[Bioc-devel] rhdf5 help
Joseph Nathaniel Paulson
jpaulson at umiacs.umd.edu
Sat Oct 25 21:07:09 CEST 2014
Hello,
I'm in the process of writing a few wrappers for loading and writing out
files in the biom-format
<http://biom-format.org/documentation/format_versions/biom-2.1.html> that
happens to be in HDF5 format. The rhdf5 package is great, but in
particular, the beginning of every file (as an example:
https://github.com/biocore/biom-format/blob/master/examples/rich_sparse_otu_table_hdf5.biom
)
has missing information that I can get running the command-line version of
hdf5dump
Running hdf5dump vs. 1.8.7 I'm able to see *creation-date*, *format-url*,
*format-version*, etc (see below).
However, running h5read/ls on the same object none of these
categories/groups come up.
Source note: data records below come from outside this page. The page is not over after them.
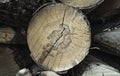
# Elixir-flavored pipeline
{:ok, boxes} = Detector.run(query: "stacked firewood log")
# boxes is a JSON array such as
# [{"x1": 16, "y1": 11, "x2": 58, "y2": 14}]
[{"x1": 0, "y1": 0, "x2": 120, "y2": 76}]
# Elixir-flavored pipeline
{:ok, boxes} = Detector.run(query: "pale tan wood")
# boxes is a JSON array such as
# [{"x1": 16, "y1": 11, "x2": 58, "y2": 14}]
[
  {"x1": 27, "y1": 4, "x2": 91, "y2": 71},
  {"x1": 60, "y1": 0, "x2": 104, "y2": 9}
]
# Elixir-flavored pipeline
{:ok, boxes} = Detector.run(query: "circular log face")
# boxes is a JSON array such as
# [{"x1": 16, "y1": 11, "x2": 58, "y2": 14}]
[
  {"x1": 60, "y1": 0, "x2": 103, "y2": 9},
  {"x1": 27, "y1": 4, "x2": 90, "y2": 71}
]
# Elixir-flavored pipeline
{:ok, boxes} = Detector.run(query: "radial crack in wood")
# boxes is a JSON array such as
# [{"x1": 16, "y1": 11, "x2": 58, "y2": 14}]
[{"x1": 27, "y1": 4, "x2": 91, "y2": 71}]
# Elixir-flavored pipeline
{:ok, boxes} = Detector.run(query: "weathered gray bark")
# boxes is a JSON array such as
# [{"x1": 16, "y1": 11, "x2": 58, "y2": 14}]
[
  {"x1": 0, "y1": 45, "x2": 19, "y2": 76},
  {"x1": 0, "y1": 27, "x2": 26, "y2": 44}
]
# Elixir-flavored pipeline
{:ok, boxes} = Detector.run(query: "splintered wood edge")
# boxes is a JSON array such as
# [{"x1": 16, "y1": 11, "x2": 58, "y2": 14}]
[
  {"x1": 60, "y1": 0, "x2": 104, "y2": 9},
  {"x1": 27, "y1": 4, "x2": 91, "y2": 71}
]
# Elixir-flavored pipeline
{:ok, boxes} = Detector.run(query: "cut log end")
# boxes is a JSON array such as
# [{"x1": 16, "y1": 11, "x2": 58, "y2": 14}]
[
  {"x1": 27, "y1": 4, "x2": 90, "y2": 71},
  {"x1": 60, "y1": 0, "x2": 103, "y2": 9}
]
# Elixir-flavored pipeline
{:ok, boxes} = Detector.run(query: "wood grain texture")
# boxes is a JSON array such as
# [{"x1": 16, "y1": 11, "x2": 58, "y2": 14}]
[
  {"x1": 27, "y1": 4, "x2": 90, "y2": 71},
  {"x1": 60, "y1": 0, "x2": 104, "y2": 9}
]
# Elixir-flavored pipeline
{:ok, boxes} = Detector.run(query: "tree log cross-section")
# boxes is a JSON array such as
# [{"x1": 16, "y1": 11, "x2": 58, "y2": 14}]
[{"x1": 27, "y1": 3, "x2": 91, "y2": 72}]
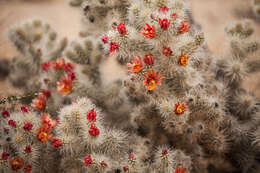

My goal is to get the format-verson, etc groups
that are not showing up.
Thank you,
Joseph Paulson
*Example:*
*# in R*
*str(h5read("./rich_sparse_otu_table_hdf5.biom","/"))*List of 2
$ observation:List of 4
..$ group-metadata: NULL
..$ ids : chr [1:5(1d)] "GG_OTU_1" "GG_OTU_2" "GG_OTU_3"
"GG_OTU_4" ...
..$ matrix :List of 3
.. ..$ data : num [1:15(1d)] 1 5 1 2 3 1 1 4 2 2 ...
.. ..$ indices: int [1:15(1d)] 2 0 1 3 4 5 2 3 5 0 ...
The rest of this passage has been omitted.